Là où la 5G est très attendue, c’est dans l’industrie, puisqu’elle devrait permettre d’accélérer la numérisation des usines, des infrastructures de transport et ainsi améliorer le suivi des produits, les processus de fabrication, permettre plus de maintenance prédictive ou encore intégrer la réalité augmentée ou virtuelle.

Elle doit également permettre l’arrivée de nombreuses innovations : supporter la connexion de l’ensemble des véhicules autonomes et connectés, permettre le développement de l’e-santé (avec des opérations à distance, la télémédecine, les transferts de données de santé…), connecter les villes afin de les rendre plus «intelligentes» (gestion des flux, économies d’énergie, rationalisation des ramassages de déchets…), sans parler des usages qui n’ont pas encore été pensés.

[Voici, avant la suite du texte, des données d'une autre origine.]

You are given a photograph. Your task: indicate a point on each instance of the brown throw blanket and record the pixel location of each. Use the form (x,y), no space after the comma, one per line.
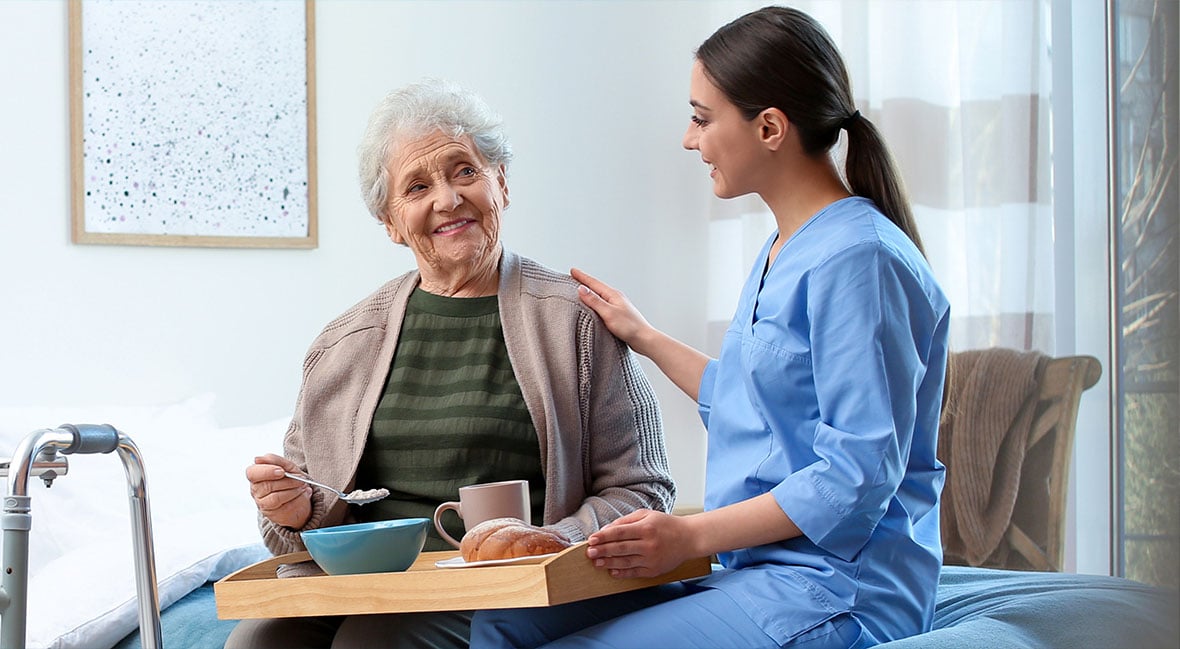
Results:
(982,439)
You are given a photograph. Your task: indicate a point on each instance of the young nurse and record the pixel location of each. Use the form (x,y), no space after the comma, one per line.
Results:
(821,484)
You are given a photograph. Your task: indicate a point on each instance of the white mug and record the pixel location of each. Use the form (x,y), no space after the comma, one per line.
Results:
(485,502)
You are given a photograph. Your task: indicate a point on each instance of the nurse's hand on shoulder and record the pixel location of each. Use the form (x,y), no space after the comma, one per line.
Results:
(642,544)
(613,307)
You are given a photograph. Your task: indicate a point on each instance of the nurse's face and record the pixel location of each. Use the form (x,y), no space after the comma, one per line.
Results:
(728,142)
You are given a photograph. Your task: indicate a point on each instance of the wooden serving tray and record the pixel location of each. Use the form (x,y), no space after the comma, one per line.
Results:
(255,591)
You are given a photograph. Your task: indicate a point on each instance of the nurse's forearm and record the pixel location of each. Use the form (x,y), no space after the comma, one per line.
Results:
(746,524)
(681,364)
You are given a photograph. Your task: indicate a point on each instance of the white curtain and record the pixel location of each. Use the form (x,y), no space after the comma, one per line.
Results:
(961,90)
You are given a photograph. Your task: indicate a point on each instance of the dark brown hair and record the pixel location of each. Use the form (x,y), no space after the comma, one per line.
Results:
(778,57)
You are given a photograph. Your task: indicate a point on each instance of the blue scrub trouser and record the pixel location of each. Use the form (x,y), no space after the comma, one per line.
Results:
(670,616)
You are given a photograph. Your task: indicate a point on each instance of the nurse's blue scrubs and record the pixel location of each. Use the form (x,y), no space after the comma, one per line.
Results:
(826,394)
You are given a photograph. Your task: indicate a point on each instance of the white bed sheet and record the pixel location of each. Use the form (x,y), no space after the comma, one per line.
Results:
(82,568)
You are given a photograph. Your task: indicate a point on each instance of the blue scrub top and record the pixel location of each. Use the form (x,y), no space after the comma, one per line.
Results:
(827,394)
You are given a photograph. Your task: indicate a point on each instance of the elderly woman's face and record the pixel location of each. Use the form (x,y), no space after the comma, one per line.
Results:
(445,202)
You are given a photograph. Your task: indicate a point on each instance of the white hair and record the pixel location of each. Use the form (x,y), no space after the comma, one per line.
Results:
(414,111)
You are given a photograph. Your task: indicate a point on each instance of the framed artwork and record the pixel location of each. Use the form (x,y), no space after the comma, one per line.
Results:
(192,123)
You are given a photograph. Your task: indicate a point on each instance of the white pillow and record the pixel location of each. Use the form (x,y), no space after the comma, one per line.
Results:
(83,589)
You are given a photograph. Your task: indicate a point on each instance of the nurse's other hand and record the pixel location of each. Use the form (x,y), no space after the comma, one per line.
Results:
(283,500)
(642,544)
(613,307)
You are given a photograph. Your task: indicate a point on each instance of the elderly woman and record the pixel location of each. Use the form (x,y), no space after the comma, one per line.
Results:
(478,366)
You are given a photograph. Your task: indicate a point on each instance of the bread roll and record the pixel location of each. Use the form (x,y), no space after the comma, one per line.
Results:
(507,538)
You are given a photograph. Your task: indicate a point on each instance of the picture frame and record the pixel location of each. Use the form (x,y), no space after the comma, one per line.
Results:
(192,124)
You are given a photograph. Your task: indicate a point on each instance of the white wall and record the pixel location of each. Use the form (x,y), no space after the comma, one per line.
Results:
(595,100)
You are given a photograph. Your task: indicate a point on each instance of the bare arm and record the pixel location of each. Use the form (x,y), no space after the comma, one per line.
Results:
(680,362)
(647,543)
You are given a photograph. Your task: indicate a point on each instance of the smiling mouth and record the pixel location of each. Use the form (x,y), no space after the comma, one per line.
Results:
(452,227)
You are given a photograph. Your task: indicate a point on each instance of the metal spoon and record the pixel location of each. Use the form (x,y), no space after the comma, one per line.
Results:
(359,497)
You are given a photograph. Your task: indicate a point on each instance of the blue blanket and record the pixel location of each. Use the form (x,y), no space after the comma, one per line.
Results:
(977,608)
(1001,609)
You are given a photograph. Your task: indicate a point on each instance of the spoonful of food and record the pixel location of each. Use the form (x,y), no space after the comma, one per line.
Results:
(359,497)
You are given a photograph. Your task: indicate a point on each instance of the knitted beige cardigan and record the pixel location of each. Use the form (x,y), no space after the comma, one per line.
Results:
(597,418)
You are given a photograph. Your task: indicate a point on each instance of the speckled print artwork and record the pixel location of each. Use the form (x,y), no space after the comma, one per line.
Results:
(195,118)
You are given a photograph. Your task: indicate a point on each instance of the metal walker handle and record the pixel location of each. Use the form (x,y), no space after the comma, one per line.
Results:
(34,457)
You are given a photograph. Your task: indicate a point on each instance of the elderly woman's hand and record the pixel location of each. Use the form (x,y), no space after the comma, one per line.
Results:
(283,500)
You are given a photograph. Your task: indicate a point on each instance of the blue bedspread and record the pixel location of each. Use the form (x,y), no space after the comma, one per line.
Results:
(190,623)
(977,609)
(1002,609)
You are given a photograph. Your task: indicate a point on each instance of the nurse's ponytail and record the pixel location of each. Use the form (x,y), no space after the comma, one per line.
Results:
(778,57)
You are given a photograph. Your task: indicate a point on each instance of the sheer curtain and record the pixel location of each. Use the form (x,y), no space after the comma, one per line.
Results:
(961,91)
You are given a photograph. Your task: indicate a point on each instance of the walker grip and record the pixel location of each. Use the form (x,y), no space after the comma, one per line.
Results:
(91,438)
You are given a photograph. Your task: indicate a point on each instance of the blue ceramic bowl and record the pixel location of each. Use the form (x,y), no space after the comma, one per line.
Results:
(379,546)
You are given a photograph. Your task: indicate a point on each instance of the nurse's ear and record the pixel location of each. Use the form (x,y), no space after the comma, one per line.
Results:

Pourquoi la 5G comporte plus de risques de sécurité ?

La première raison tient bien entendu au volume et au type de données qui sont appelées à y transiter. Si jusqu’ici les réseaux mobiles servaient avant toute chose à connecter les personnes, la 5G a été de son côté envisagée pour connecter les objets, surtout les plus sensibles. Le volume de données va donc exploser, avec encore plus d’informations potentiellement disponibles, mais surtout beaucoup de données sensibles, industrielles, de santé ou même vitales pour les États. Si son potentiel est pleinement exploité, la 5G permettra en effet de faire transiter absolument tout.

Mais le problème vient également de la structure même du futur réseau. Là où les réseaux mobiles demandaient, jusqu’ici, une sécurisation principalement au niveau du coeur du réseau, c’est-à-dire les équipements installés chez les opérateurs qui permettent de faire transiter les données, elle concernera avec la 5G tant ces derniers que les équipements radios, c’est-à-dire les antennes et équipements qui leurs sont associés, pouvant ainsi présenter autant de points d’entrée possibles pour pirater un réseau.

Cette différence est due au fait que la 5G est pensée de manière à proposer un réseau dynamique, en partie virtualisé et intelligent, capable de s’adapter aux besoins selon les zones ou les usages précis, avec une structure en couche qui prendra en compte les différents besoins (santé, transport, industrie, usagers…).